LBMA releases indecisive 2018 forecast for precious metals
02 Feb 2018 By Liam Sheasby
The London Bullion Market Association has released its forecasts for precious metal markets in 2018, with expert opinion divided on whether prices will rise much or not, and how stable these rises will be.
The organisation is for over-the-counter gold and silver traders (such as ourselves) and acts as a representative, producing a Good Delivery List of approved gold and silver that has reached a high standard.
Each year, the LBMA has industry experts from members and other financial institutions contribute to their annual predictions. They then publish their estimations online, which for 2018 you can view here.
Three factors will drive the precious metal markets in 2018: the US real interest rates (which in turn affect the US Dollar), geopolitical factors, and the pace of global economic growth and whether this continues.
The difficulty for experts this year is predicting which of these factors will have the greatest impact, for example, North Korea’s missile tests last year class as a geopolitical factor. These tests were swiftly followed by a rise in global demand for gold and a price increase because of this demand. If South Korea and China manage to convince North Korea to cease their testing in 2018 then this will remove that factor from impacting prices, leading to presumably more stability.
However, many institutions are forecasting that the US Federal Reserve will raise interest rates three or four times in 2018. A rise in the UK in recent months shored up the value of the Pound, which has seen gold prices in GDP stay relatively stable. In the US they’re awaiting further interest rate rises, which is why we’re currently seeing the price of gold in Dollars rise to nearly $1,400 per ounce.
The LBMA predicts gold will, on average, stay around $1, 318 per ounce, with a flexibility range of $390. This flexibility shows the uncertainty about the yellow metal and its demand in 2018; with the world economy performing at the best growth rates seen for a decade it’s to be expected that people will invest primarily in the stock markets but keep some wealth to one side in the form of gold, but if the stock markets don’t stop their rampant upwards trend then all eyes will be on that at the expense of gold while investors take advantage of the bull run (boom period).
Silver is currently priced at $16.75 an ounce, or £11.85. The average is predicted to rise by just over a dollar, with a high of $23 and a low of $14 estimated by the experts. 2018 has been predicted to be the year that silver finally performs, after six years of pessimism. Even a modest rise for the year would break the trend, but prices were initially expected to grow higher this year with the rise in demand for silver as an electrical conductor in solar panels and electric car manufacturing. This has been toned down a little since the US Government announced solar panel tariffs against China and South Korea, but the global demand shouldn’t be hit too hard by these changes.
Platinum and Palladium:
2017 was a bumper year for palladium due to the demise in demand for diesel cars, following the false emissions scandal that hit Volkswagen and other companies a few years before. Petrol has primarily filled the void in demand left by diesel cars, but new makes are using much better catalytic converters to reduce pollution from exhausts, and these exhausts use palladium for the purification process.

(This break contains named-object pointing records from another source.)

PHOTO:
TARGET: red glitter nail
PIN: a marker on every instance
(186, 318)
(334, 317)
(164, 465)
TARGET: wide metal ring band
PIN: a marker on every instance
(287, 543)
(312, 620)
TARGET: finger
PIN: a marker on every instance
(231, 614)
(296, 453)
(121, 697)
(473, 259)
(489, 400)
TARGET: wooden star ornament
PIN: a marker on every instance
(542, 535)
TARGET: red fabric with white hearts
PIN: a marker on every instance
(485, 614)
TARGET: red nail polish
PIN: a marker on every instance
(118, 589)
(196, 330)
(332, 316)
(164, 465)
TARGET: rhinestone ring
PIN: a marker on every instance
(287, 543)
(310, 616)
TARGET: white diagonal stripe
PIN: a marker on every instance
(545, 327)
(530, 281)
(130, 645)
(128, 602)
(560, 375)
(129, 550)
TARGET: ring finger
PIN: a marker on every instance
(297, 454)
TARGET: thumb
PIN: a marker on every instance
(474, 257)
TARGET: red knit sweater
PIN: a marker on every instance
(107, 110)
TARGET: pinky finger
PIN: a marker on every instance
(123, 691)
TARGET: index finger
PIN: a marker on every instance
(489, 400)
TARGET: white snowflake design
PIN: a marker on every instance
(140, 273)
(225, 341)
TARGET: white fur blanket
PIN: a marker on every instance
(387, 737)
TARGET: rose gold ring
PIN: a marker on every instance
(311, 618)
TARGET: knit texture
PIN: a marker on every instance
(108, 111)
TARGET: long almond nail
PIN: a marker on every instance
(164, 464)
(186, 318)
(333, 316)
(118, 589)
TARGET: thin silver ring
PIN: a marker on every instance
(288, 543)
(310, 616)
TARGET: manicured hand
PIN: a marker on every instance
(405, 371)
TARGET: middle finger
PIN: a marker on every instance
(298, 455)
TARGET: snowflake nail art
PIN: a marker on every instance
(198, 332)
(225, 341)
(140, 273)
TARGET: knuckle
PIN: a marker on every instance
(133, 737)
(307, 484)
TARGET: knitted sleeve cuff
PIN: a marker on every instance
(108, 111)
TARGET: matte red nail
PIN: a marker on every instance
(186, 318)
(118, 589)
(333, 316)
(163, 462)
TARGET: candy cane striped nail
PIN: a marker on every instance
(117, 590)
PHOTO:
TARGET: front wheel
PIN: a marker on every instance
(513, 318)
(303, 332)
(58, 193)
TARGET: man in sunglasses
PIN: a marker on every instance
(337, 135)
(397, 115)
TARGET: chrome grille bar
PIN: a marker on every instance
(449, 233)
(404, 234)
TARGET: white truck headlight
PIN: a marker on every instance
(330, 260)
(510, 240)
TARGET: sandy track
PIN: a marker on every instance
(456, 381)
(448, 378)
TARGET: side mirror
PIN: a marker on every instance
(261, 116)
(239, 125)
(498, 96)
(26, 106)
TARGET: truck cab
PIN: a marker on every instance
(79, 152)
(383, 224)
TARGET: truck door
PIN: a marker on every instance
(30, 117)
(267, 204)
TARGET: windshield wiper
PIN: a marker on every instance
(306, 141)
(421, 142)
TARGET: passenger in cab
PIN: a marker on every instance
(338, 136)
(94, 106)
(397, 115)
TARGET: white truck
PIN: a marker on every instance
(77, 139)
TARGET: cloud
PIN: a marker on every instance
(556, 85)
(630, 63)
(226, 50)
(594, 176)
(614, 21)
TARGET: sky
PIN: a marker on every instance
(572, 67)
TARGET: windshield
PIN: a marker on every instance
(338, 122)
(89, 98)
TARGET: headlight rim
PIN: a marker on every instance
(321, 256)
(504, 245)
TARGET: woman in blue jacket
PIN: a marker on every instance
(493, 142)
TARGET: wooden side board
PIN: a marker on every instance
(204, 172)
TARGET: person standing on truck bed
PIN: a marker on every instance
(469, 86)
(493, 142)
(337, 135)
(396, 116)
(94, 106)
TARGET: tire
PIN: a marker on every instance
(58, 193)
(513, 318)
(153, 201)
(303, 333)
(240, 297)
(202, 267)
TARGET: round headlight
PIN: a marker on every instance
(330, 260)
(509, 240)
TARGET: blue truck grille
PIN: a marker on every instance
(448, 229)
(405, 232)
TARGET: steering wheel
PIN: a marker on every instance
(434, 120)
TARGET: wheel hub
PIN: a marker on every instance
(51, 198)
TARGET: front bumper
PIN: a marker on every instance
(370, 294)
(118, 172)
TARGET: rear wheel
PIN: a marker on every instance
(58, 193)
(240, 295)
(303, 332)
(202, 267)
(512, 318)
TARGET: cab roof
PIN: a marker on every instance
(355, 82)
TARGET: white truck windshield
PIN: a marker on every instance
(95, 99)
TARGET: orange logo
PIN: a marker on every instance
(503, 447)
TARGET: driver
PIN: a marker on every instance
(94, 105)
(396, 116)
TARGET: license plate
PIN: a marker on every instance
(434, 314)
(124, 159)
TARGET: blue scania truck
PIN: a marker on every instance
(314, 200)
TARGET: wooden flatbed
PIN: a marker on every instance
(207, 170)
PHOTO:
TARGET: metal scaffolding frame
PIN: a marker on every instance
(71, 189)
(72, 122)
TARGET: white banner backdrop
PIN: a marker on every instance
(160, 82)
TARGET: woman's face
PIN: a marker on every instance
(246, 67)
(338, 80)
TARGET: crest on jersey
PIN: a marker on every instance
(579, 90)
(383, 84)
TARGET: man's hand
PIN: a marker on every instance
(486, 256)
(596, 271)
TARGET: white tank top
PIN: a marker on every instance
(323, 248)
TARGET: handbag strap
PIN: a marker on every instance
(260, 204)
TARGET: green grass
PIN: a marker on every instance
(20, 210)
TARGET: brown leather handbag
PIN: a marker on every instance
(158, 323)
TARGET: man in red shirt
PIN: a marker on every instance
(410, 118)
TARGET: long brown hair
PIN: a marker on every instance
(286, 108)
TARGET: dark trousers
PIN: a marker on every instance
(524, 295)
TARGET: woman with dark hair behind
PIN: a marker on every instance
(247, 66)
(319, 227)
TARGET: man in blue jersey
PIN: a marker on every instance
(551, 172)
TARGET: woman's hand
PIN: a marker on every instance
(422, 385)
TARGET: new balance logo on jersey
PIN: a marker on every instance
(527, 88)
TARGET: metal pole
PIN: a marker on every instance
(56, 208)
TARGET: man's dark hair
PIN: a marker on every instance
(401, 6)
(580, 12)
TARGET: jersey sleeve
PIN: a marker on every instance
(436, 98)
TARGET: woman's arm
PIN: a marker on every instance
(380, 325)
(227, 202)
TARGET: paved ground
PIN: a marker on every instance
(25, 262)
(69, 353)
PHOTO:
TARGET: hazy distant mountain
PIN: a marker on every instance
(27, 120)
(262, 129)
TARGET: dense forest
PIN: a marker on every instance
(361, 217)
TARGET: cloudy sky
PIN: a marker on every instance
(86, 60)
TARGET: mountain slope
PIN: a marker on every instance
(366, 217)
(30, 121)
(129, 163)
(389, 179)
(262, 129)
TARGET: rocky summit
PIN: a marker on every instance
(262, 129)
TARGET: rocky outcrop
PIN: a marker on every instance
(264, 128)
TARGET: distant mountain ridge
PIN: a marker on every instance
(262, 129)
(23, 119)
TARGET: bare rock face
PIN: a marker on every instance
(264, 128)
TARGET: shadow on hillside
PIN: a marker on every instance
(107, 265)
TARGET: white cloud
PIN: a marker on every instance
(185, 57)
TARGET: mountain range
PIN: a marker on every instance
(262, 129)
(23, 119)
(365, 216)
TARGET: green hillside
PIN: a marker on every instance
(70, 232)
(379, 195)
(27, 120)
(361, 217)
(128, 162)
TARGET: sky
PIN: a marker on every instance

Prices are expected to struggle following this sharp rise last year, down by around 1.5% in 2018, but this loss is acceptable given the surprise growth in 2017.
In comparison, platinum is estimated to go up 3.1% this year. Price forecasts are at an average of $1,000 / £707.74 per ounce, with another large range – this time $518 dollars. The split opinions show here just like with gold and silver. If the precious metal market is popular then people will split their interests, but when it quietens down people often stick with gold and silver and neglect platinum, and with a loss of demand comes a drop in price.